Toutes plates-formes confondues, ce sont des millions (5,8 millions pour les microtâches) de tâcherons du clic qui s’activent ainsi à modérer des contenus, les classer, les noter. Soit ils se font passer pour des robots, soit ils entraînent des algorithmes d’apprentissage automatique. Leur rétribution moyenne est de deux dollars de l’heure, avec l’espoir lointain et illusoire de rémunérations plus importantes et d’une liberté vis-à-vis de l’employeur.

« Leur ‘soif de liberté’ […] n’a manifestement pas plus de chances d’être étanchée que leur quête de stabilité dans l’emploi d’être atteinte » , écrit le sociologue Antonio A. Casilli.

Il perçoit ce phénomène comme consubstantiel de l’exploitation des données produites par les internautes qui, eux, ne sont pas rémunérés malgré la valeur qu’ils peuvent générer, mais aussi de l’externalisation : quand le site leur demande de prendre en charge une tâche autrefois effectuée par l’entreprise. « L’automation consiste principalement en de la plateformisation et la plateformisation essentiellement en de l’outsourcing. »
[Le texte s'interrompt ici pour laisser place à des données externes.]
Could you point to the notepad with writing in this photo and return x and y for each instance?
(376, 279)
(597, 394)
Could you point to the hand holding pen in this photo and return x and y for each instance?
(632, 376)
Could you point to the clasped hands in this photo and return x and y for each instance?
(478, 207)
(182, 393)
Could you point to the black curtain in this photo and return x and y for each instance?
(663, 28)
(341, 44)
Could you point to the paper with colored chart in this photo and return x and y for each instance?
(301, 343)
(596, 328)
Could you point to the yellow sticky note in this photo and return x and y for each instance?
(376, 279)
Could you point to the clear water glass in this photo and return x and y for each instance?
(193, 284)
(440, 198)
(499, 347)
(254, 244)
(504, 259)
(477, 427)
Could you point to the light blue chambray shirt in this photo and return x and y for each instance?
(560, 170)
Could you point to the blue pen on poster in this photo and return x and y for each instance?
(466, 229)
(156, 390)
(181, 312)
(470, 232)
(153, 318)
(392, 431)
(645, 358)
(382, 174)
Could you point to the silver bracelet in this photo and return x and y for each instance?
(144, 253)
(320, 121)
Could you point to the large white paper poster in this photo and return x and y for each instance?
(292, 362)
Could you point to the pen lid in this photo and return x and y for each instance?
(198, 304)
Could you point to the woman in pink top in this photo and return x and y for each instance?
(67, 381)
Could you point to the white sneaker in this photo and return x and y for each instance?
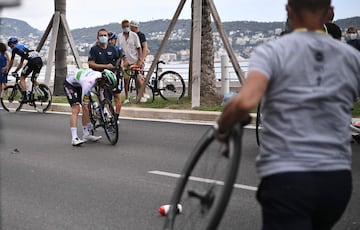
(143, 99)
(77, 142)
(91, 138)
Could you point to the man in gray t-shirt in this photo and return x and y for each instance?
(308, 82)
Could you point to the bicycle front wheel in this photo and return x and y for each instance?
(10, 98)
(42, 98)
(110, 123)
(206, 182)
(171, 85)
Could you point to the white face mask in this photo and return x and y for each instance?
(352, 36)
(126, 29)
(103, 39)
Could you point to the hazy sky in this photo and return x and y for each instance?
(88, 13)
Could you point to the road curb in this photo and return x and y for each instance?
(150, 113)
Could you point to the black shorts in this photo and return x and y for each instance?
(304, 200)
(73, 93)
(33, 65)
(119, 84)
(108, 93)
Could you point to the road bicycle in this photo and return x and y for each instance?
(258, 123)
(169, 84)
(102, 114)
(206, 181)
(39, 96)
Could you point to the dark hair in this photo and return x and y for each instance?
(312, 5)
(2, 47)
(333, 30)
(102, 29)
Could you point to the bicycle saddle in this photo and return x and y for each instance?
(135, 67)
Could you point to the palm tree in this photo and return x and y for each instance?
(60, 52)
(208, 79)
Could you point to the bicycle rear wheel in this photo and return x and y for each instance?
(42, 98)
(110, 123)
(10, 98)
(171, 85)
(206, 182)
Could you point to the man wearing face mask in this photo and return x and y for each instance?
(352, 36)
(130, 43)
(103, 56)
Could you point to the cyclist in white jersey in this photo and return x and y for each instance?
(77, 87)
(308, 83)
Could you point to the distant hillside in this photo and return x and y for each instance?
(19, 28)
(347, 22)
(156, 26)
(9, 27)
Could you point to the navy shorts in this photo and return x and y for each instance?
(33, 65)
(304, 200)
(73, 93)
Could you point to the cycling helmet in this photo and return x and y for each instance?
(112, 35)
(109, 77)
(12, 40)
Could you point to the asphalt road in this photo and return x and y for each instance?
(46, 184)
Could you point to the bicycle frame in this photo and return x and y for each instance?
(104, 116)
(171, 85)
(39, 96)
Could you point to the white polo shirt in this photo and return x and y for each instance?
(130, 46)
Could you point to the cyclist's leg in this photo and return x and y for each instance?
(87, 125)
(36, 65)
(24, 73)
(126, 84)
(117, 98)
(73, 96)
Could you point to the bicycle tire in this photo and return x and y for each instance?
(258, 123)
(110, 125)
(42, 98)
(204, 212)
(171, 85)
(10, 98)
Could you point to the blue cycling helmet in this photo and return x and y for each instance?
(12, 40)
(112, 35)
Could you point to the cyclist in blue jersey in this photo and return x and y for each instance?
(77, 86)
(33, 65)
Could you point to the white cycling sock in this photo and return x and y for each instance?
(73, 132)
(85, 130)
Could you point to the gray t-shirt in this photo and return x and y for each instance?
(313, 83)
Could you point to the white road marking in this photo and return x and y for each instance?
(204, 180)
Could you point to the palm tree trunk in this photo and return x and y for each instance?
(208, 79)
(60, 52)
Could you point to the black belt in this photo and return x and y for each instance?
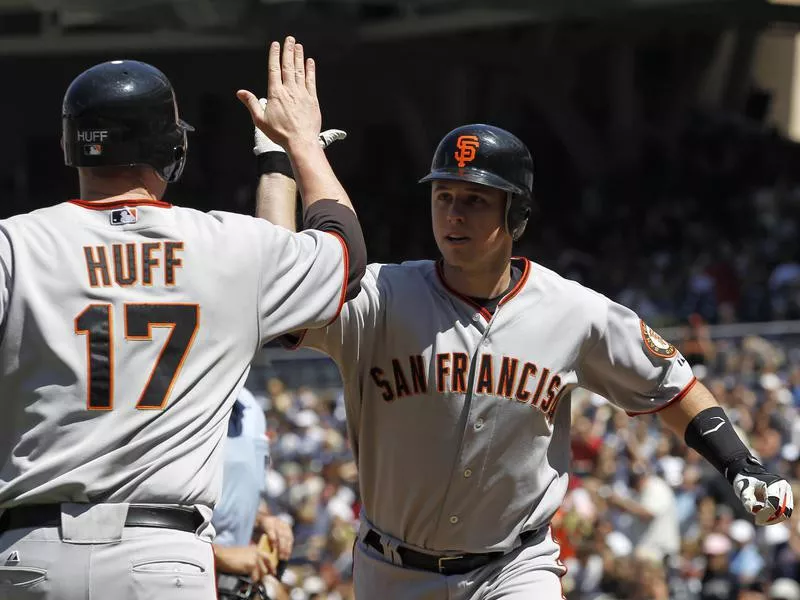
(446, 565)
(49, 515)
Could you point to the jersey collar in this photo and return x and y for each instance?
(106, 204)
(526, 269)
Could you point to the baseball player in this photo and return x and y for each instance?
(458, 375)
(128, 326)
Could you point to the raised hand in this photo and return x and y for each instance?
(291, 115)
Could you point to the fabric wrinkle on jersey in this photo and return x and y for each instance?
(474, 408)
(244, 281)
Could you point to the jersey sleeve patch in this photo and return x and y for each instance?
(655, 343)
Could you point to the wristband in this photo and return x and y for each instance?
(712, 435)
(275, 162)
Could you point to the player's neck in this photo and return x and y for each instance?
(489, 280)
(115, 189)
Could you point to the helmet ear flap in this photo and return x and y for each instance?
(518, 211)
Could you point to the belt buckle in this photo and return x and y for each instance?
(444, 558)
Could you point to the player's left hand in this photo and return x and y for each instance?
(262, 144)
(292, 115)
(279, 534)
(766, 496)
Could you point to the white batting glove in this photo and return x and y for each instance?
(766, 496)
(264, 144)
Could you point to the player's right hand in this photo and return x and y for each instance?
(291, 116)
(768, 497)
(243, 560)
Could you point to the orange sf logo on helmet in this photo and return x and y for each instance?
(467, 149)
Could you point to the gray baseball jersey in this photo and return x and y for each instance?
(127, 331)
(460, 419)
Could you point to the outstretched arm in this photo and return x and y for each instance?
(705, 427)
(292, 119)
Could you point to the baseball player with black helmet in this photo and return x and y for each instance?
(458, 375)
(127, 328)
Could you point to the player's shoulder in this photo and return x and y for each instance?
(401, 274)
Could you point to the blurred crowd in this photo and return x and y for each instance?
(711, 230)
(644, 519)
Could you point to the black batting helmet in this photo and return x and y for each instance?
(122, 113)
(489, 156)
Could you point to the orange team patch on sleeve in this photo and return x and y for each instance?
(655, 343)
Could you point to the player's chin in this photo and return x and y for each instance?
(459, 256)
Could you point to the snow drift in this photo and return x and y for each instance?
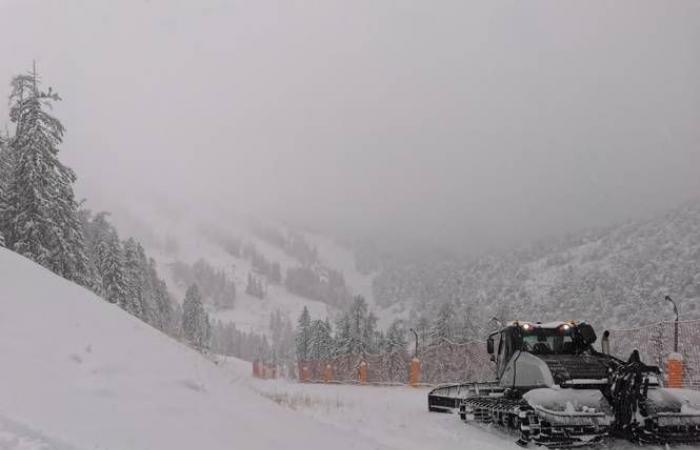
(78, 372)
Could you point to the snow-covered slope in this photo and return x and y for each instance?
(80, 373)
(194, 237)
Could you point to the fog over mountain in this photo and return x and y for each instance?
(449, 122)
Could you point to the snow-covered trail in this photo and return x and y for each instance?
(80, 373)
(396, 417)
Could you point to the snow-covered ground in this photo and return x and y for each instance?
(249, 313)
(395, 417)
(80, 373)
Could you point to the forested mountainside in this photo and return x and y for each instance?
(616, 277)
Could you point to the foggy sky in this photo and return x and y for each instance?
(473, 122)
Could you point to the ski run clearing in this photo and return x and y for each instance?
(80, 373)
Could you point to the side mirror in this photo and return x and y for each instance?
(587, 333)
(489, 346)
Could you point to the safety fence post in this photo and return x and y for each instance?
(414, 375)
(363, 372)
(328, 374)
(675, 370)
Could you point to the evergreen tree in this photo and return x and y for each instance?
(320, 342)
(110, 265)
(40, 214)
(163, 313)
(134, 279)
(195, 321)
(442, 329)
(303, 336)
(396, 337)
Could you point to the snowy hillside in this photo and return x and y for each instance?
(184, 239)
(80, 373)
(616, 277)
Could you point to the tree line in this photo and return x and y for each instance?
(355, 332)
(41, 220)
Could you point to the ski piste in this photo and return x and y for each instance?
(552, 388)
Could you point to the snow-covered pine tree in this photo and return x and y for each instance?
(442, 329)
(5, 171)
(342, 343)
(320, 342)
(134, 278)
(163, 313)
(195, 321)
(41, 215)
(110, 265)
(396, 337)
(303, 335)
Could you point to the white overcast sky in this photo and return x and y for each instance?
(476, 121)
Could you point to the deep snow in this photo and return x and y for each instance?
(79, 373)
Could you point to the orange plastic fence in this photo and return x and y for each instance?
(414, 377)
(675, 369)
(450, 362)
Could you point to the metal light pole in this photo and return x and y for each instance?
(415, 349)
(675, 329)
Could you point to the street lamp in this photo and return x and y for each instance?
(675, 328)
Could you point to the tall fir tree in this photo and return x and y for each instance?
(40, 216)
(396, 337)
(303, 335)
(195, 321)
(320, 341)
(134, 279)
(110, 265)
(442, 329)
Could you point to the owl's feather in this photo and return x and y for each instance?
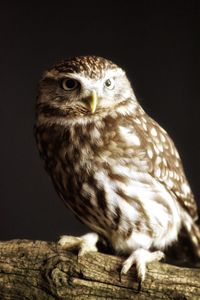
(114, 167)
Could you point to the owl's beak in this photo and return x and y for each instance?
(93, 101)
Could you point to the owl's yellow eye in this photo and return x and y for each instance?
(110, 83)
(69, 84)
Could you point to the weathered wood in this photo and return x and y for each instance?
(43, 270)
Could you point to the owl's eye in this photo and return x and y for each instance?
(110, 84)
(69, 84)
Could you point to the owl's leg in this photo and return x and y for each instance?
(86, 243)
(141, 257)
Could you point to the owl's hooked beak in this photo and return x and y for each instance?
(93, 101)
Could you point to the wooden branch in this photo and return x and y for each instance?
(44, 270)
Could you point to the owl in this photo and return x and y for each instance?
(112, 165)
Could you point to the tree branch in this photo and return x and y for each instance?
(44, 270)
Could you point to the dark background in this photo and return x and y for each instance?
(159, 46)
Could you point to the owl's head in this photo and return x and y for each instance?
(83, 88)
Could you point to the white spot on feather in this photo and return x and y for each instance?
(153, 131)
(130, 137)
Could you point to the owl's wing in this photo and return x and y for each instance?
(164, 161)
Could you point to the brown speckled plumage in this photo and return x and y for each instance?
(114, 167)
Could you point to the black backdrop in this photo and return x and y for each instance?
(159, 46)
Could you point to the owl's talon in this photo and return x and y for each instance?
(86, 243)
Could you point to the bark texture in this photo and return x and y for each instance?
(44, 270)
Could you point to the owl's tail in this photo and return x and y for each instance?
(193, 231)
Il plaide ainsi pour que le droit intègre pleinement ces travailleurs du clic, qu’ils soient conscients ou non d’effectuer une tâche pour la plate-forme. Quant à la rémunération des personnes, elle peut passer autant par une rétribution directe qu’un « revenu social numérique » , il faudra dans tous les cas mieux garantir la portabilité des données pour que l’usager puisse revendiquer plus de liberté.

« En attendant les robots », Antonio Casilli, Seuil, 2019, 400 pages, 24 euros.